This systematic review was conducted to describe, assess, and synthesize the effectiveness of mHealth interventions in promoting HPV-related knowledge, vaccination intentions, and behaviors (uptake) among unvaccinated children and their parents. In the context of this study, “effectiveness” was measured based on the intended outcomes of the intervention, which included promoting HPV-related knowledge and increasing the vaccination intention or actual vaccine uptake among parents or youth. The findings will inform directions for developing effective mHealth interventions to mitigate HPV-related cancers through vaccination.
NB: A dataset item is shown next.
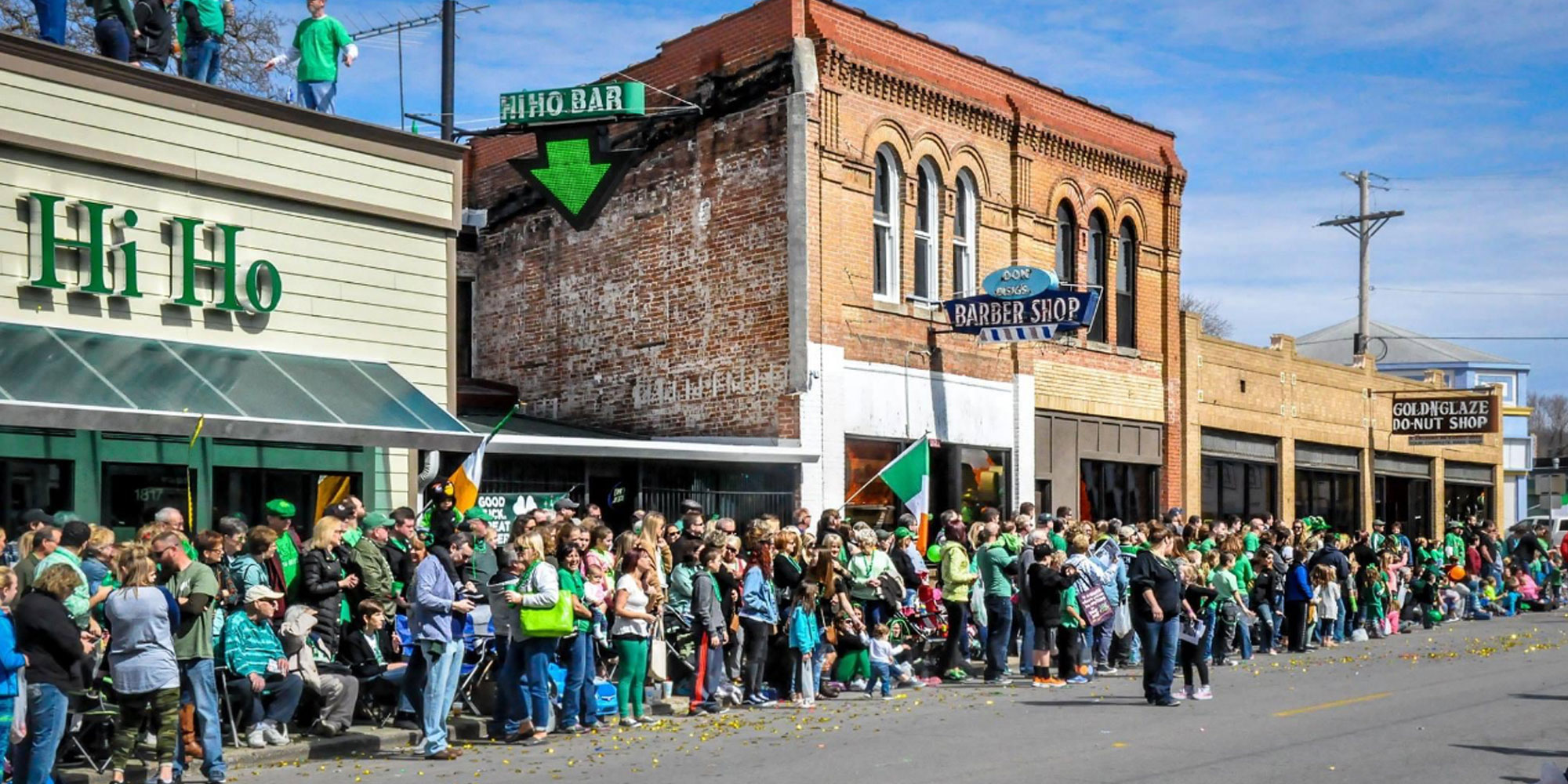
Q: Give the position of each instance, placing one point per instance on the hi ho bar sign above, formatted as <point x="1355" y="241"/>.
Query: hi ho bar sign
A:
<point x="608" y="100"/>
The authors of this paper conducted a comprehensive literature search and gathered and appraised empirical evidence from databases including Google Scholar, PubMed, CINAHL, PsycINFO, and Cochrane Library. Specifically, the PRISMA (Preferred Reporting Items for Systematic Reviews and Meta-Analyses) statement guided this review process. The PRISMA flow diagram (Figure 1) illustrates the study selection process, reasons for study exclusion, and number of papers obtained and retained. Refer to Multimedia Appendix 1 for the PRISMA checklist.

Inclusion criteria were as follows: (1) peer-reviewed studies published in English from January 2011 to December 2022; (2) mHealth interventions aimed to improve youth’s HPV vaccination rates; (3) targeted parents of unvaccinated youth or unvaccinated youth alone; and (4) measured HPV-related knowledge, HPV vaccination intention, or vaccine uptake. Conference abstracts, letters to the editor, and study protocols were excluded.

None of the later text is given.